A 44-year-old male patient (body mass index [BMI], 21.22 kg/m2) was admitted to our hospital with intermittent severe epigastric pain radiating to the left shoulder for 2 months. He had a history of acute pancreatitis 4 months prior when his BMI was 32.65 kg/m2. Magnetic resonance cholangiopancreatography revealed two cystic lesions, one at the pancreatic tail measuring approximately 7.5 cm × 7.0 cm × 3.5 cm and the other within the splenic capsule measuring approximately 13.0 cm × 10.0 cm × 5.5 cm [Figure 1]. The patient was diagnosed with pancreatic pseudocyst (PP) and splenic subscapular collection (SSC) complicated by moderately severe acute pancreatitis.
After admission, computed tomography-guided percutaneous drainage of the SSC was performed with a 10-Fr pigtail tube. The amylase level of the brown fluid was 5641 U/L. The tube was removed 8 days later when the drainage volume decreased to 10 mL/day. An EUS-guided cystogastrostomy was performed 4 days after percutaneous puncture in the upper gastric body, adjacent to the cardia. The lumen of the lumen-apposing metal stent (LAMS) showed an opening toward the esophagus and complete coverage of the gastric cardia with anchor flange, which is supposed to be in the stomach [Figure 2]. A nasogastric feeding tube was deployed instantaneously, by passing the stent, under endoscopic control [Figure 3]. The amylase level of the cyst fluid was 66,096 U/L.
By day 3, the patient reported complete resolution of pain and requested oral intake. Upper gastrointestinal contrast fluoroscopy revealed iodinated contrast media flowing into the PP cavity along the lumen of the LAMS [Figure 3]. The nasogastric tube was then used for enteral nutrition.
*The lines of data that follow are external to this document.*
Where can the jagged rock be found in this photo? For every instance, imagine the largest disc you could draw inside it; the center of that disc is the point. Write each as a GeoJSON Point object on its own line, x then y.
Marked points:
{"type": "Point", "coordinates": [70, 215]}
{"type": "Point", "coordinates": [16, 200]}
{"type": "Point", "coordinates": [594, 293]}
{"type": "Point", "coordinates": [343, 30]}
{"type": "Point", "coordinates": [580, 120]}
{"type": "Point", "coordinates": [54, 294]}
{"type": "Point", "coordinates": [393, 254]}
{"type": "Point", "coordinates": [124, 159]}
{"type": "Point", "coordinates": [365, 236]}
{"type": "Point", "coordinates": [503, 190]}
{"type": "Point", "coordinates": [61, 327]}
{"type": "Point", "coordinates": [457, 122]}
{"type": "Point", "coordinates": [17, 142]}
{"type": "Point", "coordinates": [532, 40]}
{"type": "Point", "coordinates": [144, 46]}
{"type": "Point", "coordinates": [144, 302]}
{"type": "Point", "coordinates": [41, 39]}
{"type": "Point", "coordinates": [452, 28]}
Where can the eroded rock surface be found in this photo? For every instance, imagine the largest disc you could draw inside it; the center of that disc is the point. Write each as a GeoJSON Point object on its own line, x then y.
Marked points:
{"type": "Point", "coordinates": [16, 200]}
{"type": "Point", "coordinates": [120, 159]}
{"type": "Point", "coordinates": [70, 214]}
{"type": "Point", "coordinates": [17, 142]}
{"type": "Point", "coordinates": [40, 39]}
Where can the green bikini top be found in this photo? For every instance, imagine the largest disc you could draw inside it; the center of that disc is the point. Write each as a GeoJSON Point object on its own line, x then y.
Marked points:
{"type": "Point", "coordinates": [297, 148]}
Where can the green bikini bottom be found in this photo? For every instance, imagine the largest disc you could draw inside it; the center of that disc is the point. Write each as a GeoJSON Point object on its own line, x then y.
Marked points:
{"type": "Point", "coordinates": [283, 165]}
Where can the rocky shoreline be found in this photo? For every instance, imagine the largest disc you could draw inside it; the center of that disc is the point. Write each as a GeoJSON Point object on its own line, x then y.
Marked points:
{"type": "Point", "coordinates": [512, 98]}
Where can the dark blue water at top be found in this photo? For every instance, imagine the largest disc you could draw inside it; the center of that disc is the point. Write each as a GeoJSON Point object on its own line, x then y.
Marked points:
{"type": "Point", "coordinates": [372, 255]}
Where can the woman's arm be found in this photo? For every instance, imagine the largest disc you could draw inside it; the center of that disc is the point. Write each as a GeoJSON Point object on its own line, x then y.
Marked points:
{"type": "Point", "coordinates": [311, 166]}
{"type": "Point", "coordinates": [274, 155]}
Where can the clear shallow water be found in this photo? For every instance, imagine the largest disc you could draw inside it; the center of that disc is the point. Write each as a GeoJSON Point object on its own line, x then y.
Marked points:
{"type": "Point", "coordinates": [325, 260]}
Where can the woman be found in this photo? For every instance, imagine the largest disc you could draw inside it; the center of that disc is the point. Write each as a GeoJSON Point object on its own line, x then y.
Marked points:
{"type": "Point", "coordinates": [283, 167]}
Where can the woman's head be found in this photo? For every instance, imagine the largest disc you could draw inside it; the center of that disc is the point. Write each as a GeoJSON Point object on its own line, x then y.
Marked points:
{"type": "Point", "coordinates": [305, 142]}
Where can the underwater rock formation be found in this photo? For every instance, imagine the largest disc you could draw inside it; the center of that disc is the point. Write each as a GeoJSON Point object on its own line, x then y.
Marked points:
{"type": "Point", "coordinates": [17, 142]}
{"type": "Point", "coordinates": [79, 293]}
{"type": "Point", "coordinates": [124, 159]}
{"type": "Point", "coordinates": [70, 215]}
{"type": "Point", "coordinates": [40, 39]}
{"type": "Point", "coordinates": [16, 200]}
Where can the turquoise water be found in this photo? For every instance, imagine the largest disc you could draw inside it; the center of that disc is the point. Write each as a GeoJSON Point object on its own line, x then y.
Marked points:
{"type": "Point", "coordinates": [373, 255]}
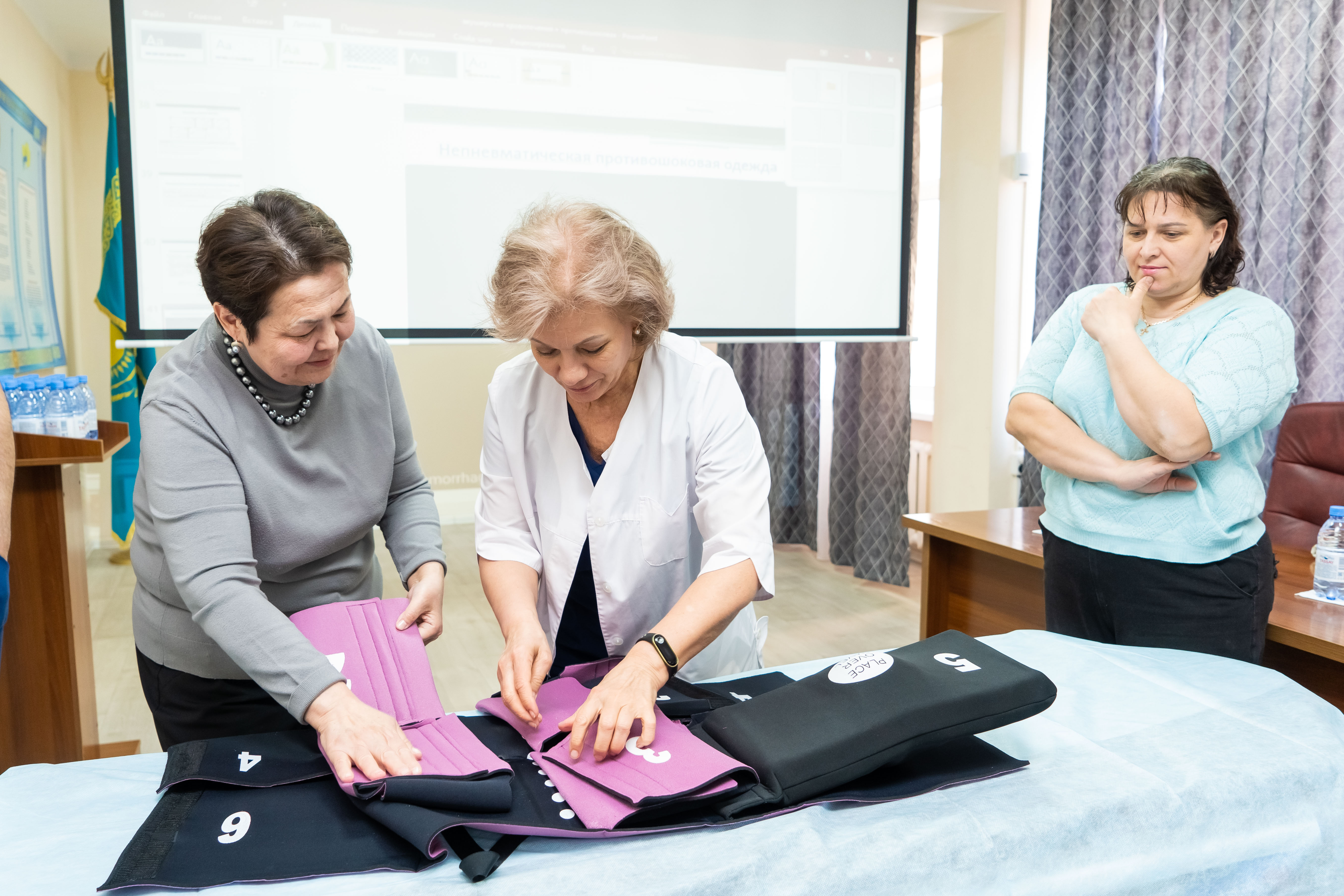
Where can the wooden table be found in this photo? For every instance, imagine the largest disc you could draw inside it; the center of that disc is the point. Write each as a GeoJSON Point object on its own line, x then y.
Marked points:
{"type": "Point", "coordinates": [48, 709]}
{"type": "Point", "coordinates": [984, 574]}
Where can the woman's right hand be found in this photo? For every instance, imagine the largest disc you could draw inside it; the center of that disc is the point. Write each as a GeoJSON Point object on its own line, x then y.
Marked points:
{"type": "Point", "coordinates": [522, 669]}
{"type": "Point", "coordinates": [1154, 475]}
{"type": "Point", "coordinates": [353, 733]}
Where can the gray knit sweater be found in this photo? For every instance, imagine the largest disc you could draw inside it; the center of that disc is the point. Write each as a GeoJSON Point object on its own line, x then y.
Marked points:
{"type": "Point", "coordinates": [241, 523]}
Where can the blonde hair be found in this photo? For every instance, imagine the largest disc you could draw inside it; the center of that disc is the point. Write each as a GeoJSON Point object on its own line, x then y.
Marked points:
{"type": "Point", "coordinates": [572, 254]}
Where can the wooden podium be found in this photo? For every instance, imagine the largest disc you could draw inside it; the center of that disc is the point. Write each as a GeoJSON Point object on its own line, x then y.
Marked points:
{"type": "Point", "coordinates": [48, 709]}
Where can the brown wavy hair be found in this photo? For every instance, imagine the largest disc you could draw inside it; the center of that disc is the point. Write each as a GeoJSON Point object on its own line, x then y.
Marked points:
{"type": "Point", "coordinates": [573, 254]}
{"type": "Point", "coordinates": [261, 244]}
{"type": "Point", "coordinates": [1197, 186]}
The patient experienced rapid improvement and complete resolution of the PP upon imaging at the 3-week follow-up. The LAMS was retrieved endoscopically. An abdominal radiography was performed 60 h after removal to ensure the absence of gastric fistula [Figure 4]. Oral eating was then permitted and the patient remains asymptomatic 3 months later.
Splenic complications can be expected in acute pancreatitis, especially with an inflammatory process originating from the tail of the pancreas into the hilum of the spleen, which likely occurred in our case. Percutaneous drainage is the recommended treatment option for these complications.[1,2] EUS-guided cystogastrostomy of a PP is a well-established procedure.[3,4,5] Recently, the introduction of the novel LAMS has made transmural intervention more effective.[6,7,8] In our case, the cystogastrostomy process was imperfect because the cardia was blocked because of the upper puncture position. Fortunately, the large stent diameter allowed rapid adequate drainage and the nutrition tube was just placed for 27 days. We recommend choosing the lower part of the stomach as the puncture point, or designing a shorter LAMS, to avoid this complication.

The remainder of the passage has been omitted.